La aportación del voluntariado en la acción caritativa de la Iglesia se hace cada vez más importante y necesaria. Cada vez hay más personas enfermas y solas a las que atender. La caridad cristiana implica la respuesta a una necesidad concreta: los hambrientos han de ser saciados, los desnudos vestidos, los enfermos atendidos para que recuperen la salud, los prisioneros visitados.

Los enfermos y ancianos requieren una atención cordial, salida del corazón. Esto supone dedicación al enfermo y al mayor con una atención cariñosa a la vez que profesional. Es muy importante que los voluntarios sean personas, hombres y mujeres, movidos por el amor de Cristo, personas cuyo corazón haya sido conquistado por Cristo con su amor, despertando en ellos el amor al prójimo.
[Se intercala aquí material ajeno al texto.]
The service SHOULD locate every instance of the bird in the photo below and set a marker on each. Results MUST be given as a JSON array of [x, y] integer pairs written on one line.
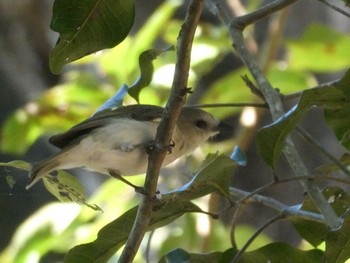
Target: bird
[[116, 141]]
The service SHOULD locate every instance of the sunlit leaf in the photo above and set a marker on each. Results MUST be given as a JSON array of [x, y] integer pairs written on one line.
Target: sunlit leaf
[[87, 26], [66, 188], [270, 139], [146, 68], [320, 49], [113, 236]]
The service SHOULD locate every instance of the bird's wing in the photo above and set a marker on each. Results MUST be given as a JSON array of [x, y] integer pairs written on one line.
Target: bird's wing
[[81, 130]]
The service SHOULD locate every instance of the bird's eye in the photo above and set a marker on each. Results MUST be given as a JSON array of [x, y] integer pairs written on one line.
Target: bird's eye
[[201, 124]]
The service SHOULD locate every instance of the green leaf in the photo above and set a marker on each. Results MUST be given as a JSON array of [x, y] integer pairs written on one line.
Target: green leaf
[[273, 252], [338, 243], [282, 252], [19, 164], [270, 139], [113, 236], [214, 176], [239, 156], [146, 67], [181, 255], [315, 233], [338, 117], [87, 26], [317, 47], [66, 188], [332, 167]]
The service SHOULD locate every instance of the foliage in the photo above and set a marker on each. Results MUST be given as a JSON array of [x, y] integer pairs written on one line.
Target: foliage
[[87, 235]]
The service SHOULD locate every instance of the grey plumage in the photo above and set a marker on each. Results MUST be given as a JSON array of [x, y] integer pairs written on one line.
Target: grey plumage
[[116, 140]]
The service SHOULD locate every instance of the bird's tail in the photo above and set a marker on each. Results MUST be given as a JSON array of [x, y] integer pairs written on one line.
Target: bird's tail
[[40, 169]]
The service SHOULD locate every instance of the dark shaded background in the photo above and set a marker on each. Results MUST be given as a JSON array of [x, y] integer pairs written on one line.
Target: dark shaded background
[[25, 42]]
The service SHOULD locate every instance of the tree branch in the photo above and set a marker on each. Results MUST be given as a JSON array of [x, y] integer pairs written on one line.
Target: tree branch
[[165, 129], [272, 97]]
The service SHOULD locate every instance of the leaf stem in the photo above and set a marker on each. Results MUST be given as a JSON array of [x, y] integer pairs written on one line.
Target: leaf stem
[[272, 97], [165, 129]]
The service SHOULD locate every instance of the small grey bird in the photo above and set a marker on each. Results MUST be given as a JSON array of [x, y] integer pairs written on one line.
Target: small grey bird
[[115, 142]]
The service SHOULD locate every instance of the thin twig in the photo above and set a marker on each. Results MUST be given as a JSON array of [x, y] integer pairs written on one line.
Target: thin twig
[[307, 137], [230, 105], [257, 233], [338, 9], [296, 95], [165, 128], [245, 196], [262, 12], [235, 26]]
Es importante también para el voluntario no perder su identidad cristiana en aras de una presumible eficacia humana. Las dos actitudes pueden trabajar juntas: profesionalidad e identidad cristiana, testimonio. El tiempo que podamos dedicar a un enfermo o persona mayor es un tiempo “santo”. No hay que esconder que es la caridad de Cristo quien mueve a los voluntarios. Y tampoco hay que olvidar que el voluntario debe estar dispuesto a dar razón de su fe, de sus actuaciones y de su esperanza a todo aquel que se lo pidiere. Para gozo de la Iglesia, hoy día encontramos muchos cristianos en el campo de la sanidad y atención a los mayores que dan testimonio de su buen hacer no solo con la palabra y su profesionalidad, sino mediante una vida entregada, fundada en la fe, sabiendo ser ojos para el ciego, pies para el inválido, y manos para el enfermo o el anciano que necesita ayuda concreta para lavarse, vestirse o alimentarse. Recordamos las palabras luminosas de Jesucristo, el Señor, que dan sentido a lo que hacemos generosa y gratuitamente: “Lo que hacéis a uno de estos hermanos míos más necesitados, a Mí me lo hacéis”.

Pensar en los enfermos y ancianos es hacer presente el mundo del dolor, del sufrimiento y la enfermedad. Ellos forman parte del misterio del hombre en la tierra. Ciertamente, es justo luchar contra la enfermedad, porque la salud es un don de Dios, pero es importante también saber leer el designio de Dios cuando el sufrimiento, el dolor o la enfermedad llaman a nuestra puerta. La «clave» de dicha lectura, la explicación, es la Cruz de Cristo. El Verbo encamado acogió nuestra debilidad, asumiéndola sobre sí en el misterio de la cruz. Desde entonces, el sufrimiento tiene una posibilidad de sentido, de explicación, que lo hace singularmente valioso. Desde hace dos mil años, desde el día de la Pasión y Muerte de Cristo, la Cruz, con Cristo clavado en ella, brilla como suprema manifestación del amor que Dios siente por nosotros. Quién sabe acogerla en su vida, experimenta cómo el dolor, la enfermedad, las limitaciones, iluminadas por la fe, se transforman en fuente de esperanza y salvación.

Que nuestra Madre del cielo, Santa María de Lourdes nos bendiga, nos proteja y prepare nuestros corazones para acoger y mantener en nuestras vidas la inmensidad del amor de Dios y volcarlo en la atención de los enfermos, mayores y más necesitados.